A big news is coming out from America amidst Iran Israel War. Due to increase in crude oil prices and increase in inflation due to war, the US Central Bank Federal Reserve may postpone any cut in interest rates. Policy makers and experts believe that the war has created turmoil in the markets and recent economic data has started showing signs of weakness. The Fed begins its two-day meeting on Tuesday, and will announce the benchmark lending rate in the world’s largest economy a day later.
The Central Bank had reduced the rates three times in a row last year, after which it kept them stable in the January meeting. Its objective is twofold: to keep inflation close to the long-term target of two percent and at the same time ensure maximum employment. Global oil prices are rising rapidly due to the war in the Middle East, which could increase overall inflation and hinder growth; In such a situation, analysts say that there is little possibility of policy makers taking any steps now.
possibility of inflation increasing
Gregory Daco, chief economist at EY-Parthenon, told AFP that this is certainly a difficult time for the Fed, because it is very difficult to deal with supply shocks; These increase inflation and reduce production. Affordability is a key political issue for President Donald Trump; He has claimed that prices are coming down, while consumers are complaining about high prices of basic goods.

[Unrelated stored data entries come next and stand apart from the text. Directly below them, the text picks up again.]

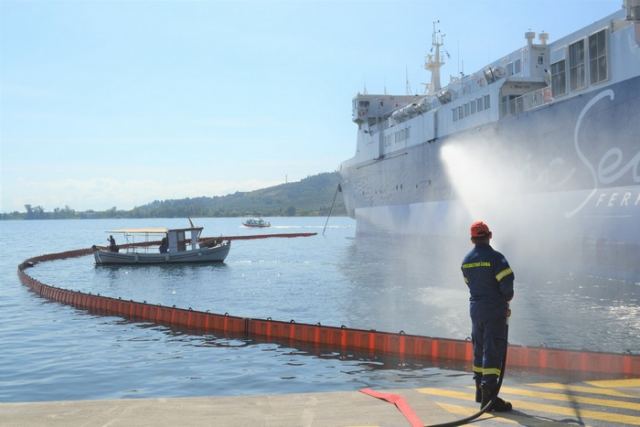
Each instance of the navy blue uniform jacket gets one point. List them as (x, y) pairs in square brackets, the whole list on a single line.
[(490, 281)]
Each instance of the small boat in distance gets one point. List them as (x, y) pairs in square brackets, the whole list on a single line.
[(167, 246), (253, 222)]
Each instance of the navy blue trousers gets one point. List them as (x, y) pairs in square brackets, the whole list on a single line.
[(489, 337)]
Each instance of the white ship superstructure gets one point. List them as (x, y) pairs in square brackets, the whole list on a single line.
[(557, 124)]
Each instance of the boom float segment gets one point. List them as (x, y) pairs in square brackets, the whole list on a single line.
[(401, 345)]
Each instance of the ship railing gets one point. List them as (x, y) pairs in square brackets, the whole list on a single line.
[(528, 101)]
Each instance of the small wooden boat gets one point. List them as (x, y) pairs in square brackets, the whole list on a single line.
[(174, 247), (256, 222)]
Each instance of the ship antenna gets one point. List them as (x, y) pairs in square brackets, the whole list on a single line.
[(434, 61), (406, 79)]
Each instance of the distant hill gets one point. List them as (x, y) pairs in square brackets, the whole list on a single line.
[(310, 196)]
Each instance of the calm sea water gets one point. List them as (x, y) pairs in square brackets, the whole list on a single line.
[(55, 352)]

Trump has repeatedly insulted Fed Chairman Jerome Powell. Additionally, the Justice Department had also threatened to bring criminal charges against Powell as part of an investigation into cost overruns at a Fed renovation project. Although consumer inflation has declined from a high of 9.1 percent during the Covid pandemic, it still remains well above the Fed’s target of two percent.
KPMG chief economist Diane Swonk said that unlike other countries, which have already achieved some degree of price stability, we have not been able to achieve price stability even after five years. He warned that depending on how long the Iran war lasts, inflation could again rise above four percent. Dako said that I think the main thing here is that we are seeing that inflation is moving away from the Fed’s two percent target, and because of this, many of the Fed’s policy makers may take an even more stringent stance.
dual purpose
However, raising rates to cool the economy could put the Fed in conflict with its other objective: controlling unemployment. According to government data, 92,000 jobs were lost in America in February, contrary to expectations, while the unemployment rate increased to 4.4 percent. Experts say that the stability seen in the unemployment rate is actually hiding the turmoil going on beneath the surface.

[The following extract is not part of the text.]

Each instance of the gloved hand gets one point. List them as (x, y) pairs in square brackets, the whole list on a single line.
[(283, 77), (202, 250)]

The demand for labor is decreasing, but unemployment has not suddenly increased, because along with this, the supply of labor has also decreased due to Trump’s strict immigration policies. Dako said labor demand indicators are showing worrying signs, including low hiring rates at “the lowest level in a decade,” slow wage growth and business leaders talking about AI replacing the workforce.
Swonk said the growing uncertainty over the war in Iran and its consequences will further reduce labor demand. He said that uncertainty acts like a kind of tax on the economy, and the first step companies take as a defense is to stop hiring. And the latest data ahead of the Fed meeting is also not encouraging; The US GDP growth forecast in the last months of 2025 has been significantly reduced.
‘Between death and the devil’
However, some Fed policymakers have been cautious when talking about potential inflationary shocks from the war. Fed Governor Christopher Waller expressed sympathy for consumers facing rising gasoline prices on Bloomberg TV last week. He said that but for us, who are thinking about future policies, it is unlikely that this will lead to inflation for a long time.
However, Swonk warned that any economic downturn caused by the war could be difficult to recover from immediately. “I think people are underestimating the risk of long-term effects of the war,” he said, adding that supply disruptions don’t just impact oil prices.
Regarding policymakers trying to balance inflation and unemployment, Swonk said there is no doubt that they are stuck in a ‘well in front, ditch in back’ situation, and now this situation has become even more difficult. However, according to Daco, the uncertainty means the Fed is more likely to keep interest rates steady “for a long time.”
Traders have begun to reduce their expectations of an interest rate cut, and Swonk said that raising interest rates could also be an option. He said that this is not a one-way street. We are standing at a busy intersection, and the traffic light there has broken down.